As with many things in life, its concept was born out of a personal need as well as being of benefit to many other people. In 1948 a British engineer Bert Greeves, who had been born in France in 1906, came up with his first motorised wheelchair, powered by a lawnmower engine and designed to help his paralysed cousin get about. Bert’s first job in England had been with the Austin Motor Company in their Longbridge factory following which he set up his own garage business in London, where his main occupation was a motorcycle designer and manufacturer. Together with his disabled cousin Derry Preston-Cobb, the pair saw the potential in further developing this new invalid carriage and founded Invacar Ltd – an abbreviation of Invalid Carriage. The small single-seater vehicle won the small company a contract with the Ministry of Pensions as a national supplier of transport for the physically disabled which went on for nearly 30 years. The Government distributed the Invacar free to eligible people, particularly those injured or maimed in the war, as part of their disability allowance, providing a welcome lifeline and high level of independence for its recipients.
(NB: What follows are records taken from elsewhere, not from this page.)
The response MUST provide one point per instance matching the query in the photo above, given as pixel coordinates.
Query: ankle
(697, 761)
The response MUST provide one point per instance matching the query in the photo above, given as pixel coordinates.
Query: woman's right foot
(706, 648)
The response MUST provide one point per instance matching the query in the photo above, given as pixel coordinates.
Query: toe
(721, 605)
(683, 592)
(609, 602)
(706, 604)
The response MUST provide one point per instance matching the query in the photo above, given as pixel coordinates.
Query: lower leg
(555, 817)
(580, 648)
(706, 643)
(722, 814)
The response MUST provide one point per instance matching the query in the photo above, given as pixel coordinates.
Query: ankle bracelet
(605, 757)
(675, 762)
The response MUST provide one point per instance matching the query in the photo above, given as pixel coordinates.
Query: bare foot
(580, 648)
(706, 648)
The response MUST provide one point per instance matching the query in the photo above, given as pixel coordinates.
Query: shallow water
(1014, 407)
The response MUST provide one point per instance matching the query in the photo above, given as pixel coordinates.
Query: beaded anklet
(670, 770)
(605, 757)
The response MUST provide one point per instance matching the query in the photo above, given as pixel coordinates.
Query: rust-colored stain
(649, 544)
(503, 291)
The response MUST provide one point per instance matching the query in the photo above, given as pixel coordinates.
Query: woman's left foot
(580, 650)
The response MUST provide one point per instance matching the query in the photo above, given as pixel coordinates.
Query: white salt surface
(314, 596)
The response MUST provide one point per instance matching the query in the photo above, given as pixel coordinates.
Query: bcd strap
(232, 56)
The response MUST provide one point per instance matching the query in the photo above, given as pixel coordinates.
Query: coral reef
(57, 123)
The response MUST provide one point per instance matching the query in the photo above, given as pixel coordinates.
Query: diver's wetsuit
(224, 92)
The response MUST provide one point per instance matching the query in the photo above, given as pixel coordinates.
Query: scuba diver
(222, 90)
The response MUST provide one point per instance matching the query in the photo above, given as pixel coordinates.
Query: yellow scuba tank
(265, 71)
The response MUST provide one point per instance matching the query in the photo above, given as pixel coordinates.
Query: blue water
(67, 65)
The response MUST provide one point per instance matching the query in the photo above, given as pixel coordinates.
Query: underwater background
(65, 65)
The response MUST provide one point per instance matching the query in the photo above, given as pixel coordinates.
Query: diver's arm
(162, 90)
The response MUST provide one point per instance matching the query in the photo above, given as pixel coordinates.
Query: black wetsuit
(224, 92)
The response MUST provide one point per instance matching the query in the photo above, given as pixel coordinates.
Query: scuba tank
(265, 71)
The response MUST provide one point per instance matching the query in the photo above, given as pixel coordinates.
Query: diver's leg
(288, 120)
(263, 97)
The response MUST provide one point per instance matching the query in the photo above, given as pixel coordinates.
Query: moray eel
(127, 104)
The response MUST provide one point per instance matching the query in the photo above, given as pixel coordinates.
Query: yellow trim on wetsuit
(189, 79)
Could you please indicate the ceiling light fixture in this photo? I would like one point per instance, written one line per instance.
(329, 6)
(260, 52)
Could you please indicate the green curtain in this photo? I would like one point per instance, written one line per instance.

Designed as a single seat vehicle with wide sliding doors for entry by wheelchair, the driver could stow the folded wheelchair next to him when driving. The sliding seat also made access easy. The special chassis was of welded construction using heavy gauge steel sections. The body was made of high quality fibreglass. The simple user manual explained the three control options; via a conventional steering wheel; a bicycle handlebar steering system; or tiller bar, all available without foot controls where desired. The brakes could be applied by depressing the handlebars; there was a hand throttle and the controls could be adapted for left or right hand position/operation. The Invacar was powered in its early years by an air-cooled Villiers 147 cc engine but was replaced in the 1970s by a 500cc or 600 cc Steyr-Puch two-cylinder engine which functioned for long periods without the need for servicing. It also had a reputed top speed of 82 mph! The 12-volt Bosch starting mechanism also provided 240 watts for battery charging. The power was transmitted through the fully automatic system with a centrifugal clutch to a differential and was controlled by a single lever for forward, reverse and neutral positioning. The direction of travel was determined when the vehicle was stationary.
The Invacar was modified many times over the years with around 50 variants being produced to accommodate special requirements. It was produced in tens of thousands until the end of the Government contract in 1977. Some came with an extended wheelbase, a widened track and the use of Austin Mini wheels. The Invacar even had internal anchorage points for a wheelchair, a seat belt, manually operated windscreen washers, a fire extinguisher and the addition of a storage rack behind the driver.
Although in 2003, the Government reclaimed and scrapped all the Invacars they had supplied, due to health and safety regulations, many remained in private ownership and surprisingly, they are still allowed on UK roads. In fact, in the late 1970s an AA man was called out by the Police to recover two Invacars on the M5 motorway. Their occupants had been pulled over after overtaking the Police car at more than 70 mph!
Now you are up to speed with all the technical background detailed here, you can look forward to the 1:76 Scale Oxford version of the wedge-shaped Invacar with its inward sloping rear window and wide side doors, which will appear in the traditional ice blue colour of the original, registered KPK 71P from 1975/76. All the interior features are finished in black and the model is rounded off with silver wheels.
You should see this to market in early 2021.